Pour la première fois de l’histoire du Congrès, le chef de la Chambre des représentants a été destitué de son poste. D’abord calqué sur le rôle cérémonial et de maintien de l’ordre du speaker britannique, la fonction de speaker a progressivement pris de l’importance aux États-Unis jusqu’à devenir un poste incontournable du système législatif américain.
Son rôle n’est même pas précisé dans la Constitution américaine et pourtant il est habituellement considéré comme la troisième personnalité politique la plus importante des États-Unis. S’il est, en effet, la deuxième personne dans la ligne de succession du président américain après le vice-président, en tant que personnalité en charge de présider les débats de la Chambre des représentants, le « speaker », comme il est communément appelé, a un rôle éminemment politique.
Au départ calqué sur le rôle du « speaker » de la Chambre des communes britannique, le chef de la Chambre des représentants américain avait d’abord un rôle cérémonial et de maintien de l’ordre dans l’hémicycle, mais il s’est rapidement politisé et est devenu au fil des années un rouage incontournable de la politique américaine.
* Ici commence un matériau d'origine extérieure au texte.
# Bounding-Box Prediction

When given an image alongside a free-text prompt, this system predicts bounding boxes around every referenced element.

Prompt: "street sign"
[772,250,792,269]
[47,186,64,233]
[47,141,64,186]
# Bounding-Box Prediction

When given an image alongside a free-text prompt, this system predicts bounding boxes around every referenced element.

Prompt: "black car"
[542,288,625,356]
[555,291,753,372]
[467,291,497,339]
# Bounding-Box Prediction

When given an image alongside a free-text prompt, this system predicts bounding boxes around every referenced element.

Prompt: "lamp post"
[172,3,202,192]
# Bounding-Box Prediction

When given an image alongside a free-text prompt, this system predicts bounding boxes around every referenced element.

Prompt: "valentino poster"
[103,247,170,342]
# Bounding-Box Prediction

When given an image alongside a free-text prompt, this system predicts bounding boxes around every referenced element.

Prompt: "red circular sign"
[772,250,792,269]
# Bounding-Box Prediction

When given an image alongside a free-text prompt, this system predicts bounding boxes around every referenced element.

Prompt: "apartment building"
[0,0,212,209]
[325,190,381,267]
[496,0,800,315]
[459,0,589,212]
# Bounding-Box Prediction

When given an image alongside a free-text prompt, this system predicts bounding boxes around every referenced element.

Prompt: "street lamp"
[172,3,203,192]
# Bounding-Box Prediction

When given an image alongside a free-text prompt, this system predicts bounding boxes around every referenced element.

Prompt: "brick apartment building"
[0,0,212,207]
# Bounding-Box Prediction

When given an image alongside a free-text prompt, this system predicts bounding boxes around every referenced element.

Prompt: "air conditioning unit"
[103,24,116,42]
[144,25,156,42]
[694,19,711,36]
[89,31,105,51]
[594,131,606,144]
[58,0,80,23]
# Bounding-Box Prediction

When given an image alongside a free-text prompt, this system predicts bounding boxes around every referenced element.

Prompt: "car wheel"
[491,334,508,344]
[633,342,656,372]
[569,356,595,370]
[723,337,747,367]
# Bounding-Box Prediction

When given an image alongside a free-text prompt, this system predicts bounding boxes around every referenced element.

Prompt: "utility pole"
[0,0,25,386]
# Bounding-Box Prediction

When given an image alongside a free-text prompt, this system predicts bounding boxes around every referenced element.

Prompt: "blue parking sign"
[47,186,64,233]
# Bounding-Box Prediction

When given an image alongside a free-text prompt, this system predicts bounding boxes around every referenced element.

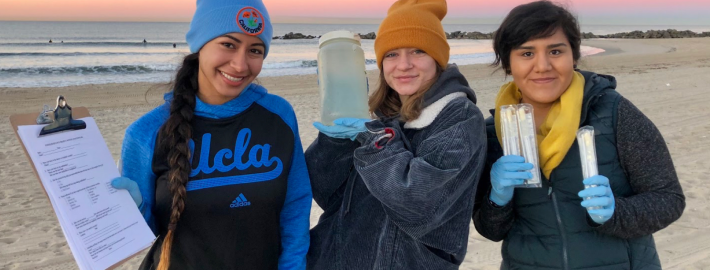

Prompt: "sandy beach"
[0,38,710,269]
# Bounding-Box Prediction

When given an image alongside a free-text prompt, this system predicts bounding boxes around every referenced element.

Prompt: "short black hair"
[493,0,582,75]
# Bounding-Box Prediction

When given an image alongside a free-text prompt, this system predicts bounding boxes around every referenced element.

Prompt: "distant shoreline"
[273,29,710,40]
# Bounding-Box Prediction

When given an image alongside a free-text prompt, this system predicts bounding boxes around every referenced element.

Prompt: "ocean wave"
[0,65,177,75]
[262,59,377,69]
[0,52,181,57]
[0,41,187,47]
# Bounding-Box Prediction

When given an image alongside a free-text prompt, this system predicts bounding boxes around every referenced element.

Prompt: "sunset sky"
[0,0,710,25]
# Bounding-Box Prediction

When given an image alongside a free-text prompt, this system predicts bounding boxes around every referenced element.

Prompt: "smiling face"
[510,29,575,107]
[197,33,266,105]
[382,48,437,99]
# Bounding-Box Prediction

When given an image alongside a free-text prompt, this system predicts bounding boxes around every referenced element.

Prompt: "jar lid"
[318,30,360,46]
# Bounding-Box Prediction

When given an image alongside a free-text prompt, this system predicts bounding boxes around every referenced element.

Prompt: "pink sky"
[0,0,710,21]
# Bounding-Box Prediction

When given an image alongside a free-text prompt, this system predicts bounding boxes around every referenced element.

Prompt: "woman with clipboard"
[112,0,312,269]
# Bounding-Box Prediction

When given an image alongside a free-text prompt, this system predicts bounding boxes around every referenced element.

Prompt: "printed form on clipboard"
[17,117,155,270]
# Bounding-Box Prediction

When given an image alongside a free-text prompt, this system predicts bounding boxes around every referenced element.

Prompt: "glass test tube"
[500,105,520,156]
[577,126,599,210]
[517,103,542,188]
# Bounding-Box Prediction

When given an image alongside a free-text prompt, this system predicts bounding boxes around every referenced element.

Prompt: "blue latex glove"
[490,155,533,206]
[111,177,143,208]
[313,118,372,141]
[577,175,615,224]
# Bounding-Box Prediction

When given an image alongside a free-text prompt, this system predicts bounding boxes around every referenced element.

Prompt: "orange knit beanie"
[375,0,449,68]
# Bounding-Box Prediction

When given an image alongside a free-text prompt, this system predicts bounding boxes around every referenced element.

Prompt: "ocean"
[0,21,710,87]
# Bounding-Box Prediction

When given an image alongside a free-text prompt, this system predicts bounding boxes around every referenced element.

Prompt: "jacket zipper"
[548,186,569,269]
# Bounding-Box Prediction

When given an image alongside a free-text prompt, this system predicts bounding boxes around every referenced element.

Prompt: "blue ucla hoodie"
[121,84,312,269]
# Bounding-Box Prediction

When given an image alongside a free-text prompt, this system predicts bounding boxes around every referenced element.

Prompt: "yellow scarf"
[495,72,584,179]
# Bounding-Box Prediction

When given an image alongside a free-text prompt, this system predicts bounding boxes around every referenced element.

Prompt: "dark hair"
[157,53,200,270]
[493,1,582,75]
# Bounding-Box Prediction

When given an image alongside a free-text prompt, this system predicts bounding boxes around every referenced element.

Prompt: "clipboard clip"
[38,96,86,136]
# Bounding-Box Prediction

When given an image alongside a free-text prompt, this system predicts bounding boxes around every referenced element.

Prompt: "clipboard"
[10,96,150,269]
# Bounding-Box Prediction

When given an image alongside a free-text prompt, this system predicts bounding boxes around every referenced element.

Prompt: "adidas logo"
[229,193,251,208]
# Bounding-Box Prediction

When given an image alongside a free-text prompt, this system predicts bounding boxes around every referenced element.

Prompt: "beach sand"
[0,38,710,269]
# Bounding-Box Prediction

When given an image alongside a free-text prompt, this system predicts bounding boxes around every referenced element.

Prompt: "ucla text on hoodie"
[124,85,311,269]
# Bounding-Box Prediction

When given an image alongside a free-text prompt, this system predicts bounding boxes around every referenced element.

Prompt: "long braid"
[157,53,199,270]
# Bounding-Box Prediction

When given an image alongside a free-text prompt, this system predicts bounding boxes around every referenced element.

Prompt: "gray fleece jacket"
[306,66,486,269]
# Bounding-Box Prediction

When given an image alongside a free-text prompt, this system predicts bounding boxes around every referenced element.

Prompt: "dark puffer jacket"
[473,72,685,270]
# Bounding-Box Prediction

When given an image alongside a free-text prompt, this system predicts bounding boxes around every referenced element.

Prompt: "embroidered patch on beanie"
[237,7,264,36]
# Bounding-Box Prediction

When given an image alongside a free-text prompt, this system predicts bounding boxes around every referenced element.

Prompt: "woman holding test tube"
[473,1,685,269]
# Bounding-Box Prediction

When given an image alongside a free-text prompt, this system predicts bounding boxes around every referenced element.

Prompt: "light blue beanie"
[185,0,274,58]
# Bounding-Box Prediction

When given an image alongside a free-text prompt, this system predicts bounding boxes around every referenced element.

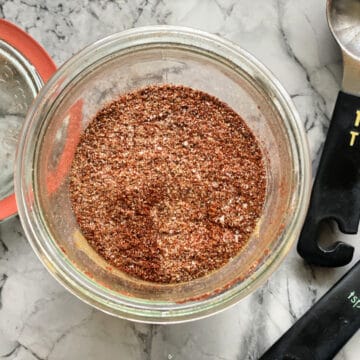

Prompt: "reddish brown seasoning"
[70,85,266,283]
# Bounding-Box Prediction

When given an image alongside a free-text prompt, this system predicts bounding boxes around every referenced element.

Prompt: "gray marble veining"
[0,0,360,360]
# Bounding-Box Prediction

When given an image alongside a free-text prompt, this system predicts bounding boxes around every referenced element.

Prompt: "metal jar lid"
[0,19,56,222]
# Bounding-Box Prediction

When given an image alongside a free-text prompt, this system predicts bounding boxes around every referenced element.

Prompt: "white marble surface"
[0,0,360,360]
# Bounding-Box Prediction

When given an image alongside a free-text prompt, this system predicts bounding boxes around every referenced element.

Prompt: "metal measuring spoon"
[298,0,360,267]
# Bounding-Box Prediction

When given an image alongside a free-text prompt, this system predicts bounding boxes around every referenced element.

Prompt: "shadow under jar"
[15,26,311,323]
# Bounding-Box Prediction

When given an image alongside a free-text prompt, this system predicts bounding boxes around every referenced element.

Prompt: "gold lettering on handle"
[354,110,360,127]
[350,131,360,146]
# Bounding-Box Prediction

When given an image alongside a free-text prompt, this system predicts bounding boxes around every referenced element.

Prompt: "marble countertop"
[0,0,360,360]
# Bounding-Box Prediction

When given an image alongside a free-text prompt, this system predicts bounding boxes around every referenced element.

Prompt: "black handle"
[260,261,360,360]
[297,92,360,267]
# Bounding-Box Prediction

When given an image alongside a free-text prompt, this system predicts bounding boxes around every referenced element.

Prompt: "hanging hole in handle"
[317,218,341,251]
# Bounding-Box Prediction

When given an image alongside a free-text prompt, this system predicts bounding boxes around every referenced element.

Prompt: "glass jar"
[15,26,311,323]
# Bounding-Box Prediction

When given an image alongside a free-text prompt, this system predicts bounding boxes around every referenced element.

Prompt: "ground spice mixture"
[70,85,266,283]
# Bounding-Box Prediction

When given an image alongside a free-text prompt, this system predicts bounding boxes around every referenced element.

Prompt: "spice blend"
[70,85,266,283]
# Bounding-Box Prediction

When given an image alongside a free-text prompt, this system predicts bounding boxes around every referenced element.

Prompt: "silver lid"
[0,40,43,208]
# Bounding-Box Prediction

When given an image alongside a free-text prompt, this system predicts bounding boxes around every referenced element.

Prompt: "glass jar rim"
[15,25,311,323]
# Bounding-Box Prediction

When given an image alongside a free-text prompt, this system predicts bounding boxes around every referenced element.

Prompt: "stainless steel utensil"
[298,0,360,267]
Élu pour deux ans, le « speaker » est désigné à la majorité des 435 membres qui composent la Chambre. Il est donc, sauf invraisemblable surprise, du même bord politique que la majorité des membres qui siègent dans l’hémicycle. Cela influe grandement sur son rôle au perchoir, car si la majorité à la Chambre des représentants est favorable au président américain, le « speaker » aura pour tâche principale de faciliter les débats et de faire en sorte que l’agenda législatif de la Maison Blanche soit adopté sans encombre tout en s’assurant de l’unité de son bloc politique.
Mais le mandat de « speaker » prend réellement toute son importance quand la Chambre est dominée par une majorité hostile au président, comme c’est le cas actuellement avec une majorité républicaine à la Chambre des représentants qui s’oppose à la politique du démocrate Joe Biden. Le « speaker » endosse alors le rôle d’opposant numéro un au programme présidentiel.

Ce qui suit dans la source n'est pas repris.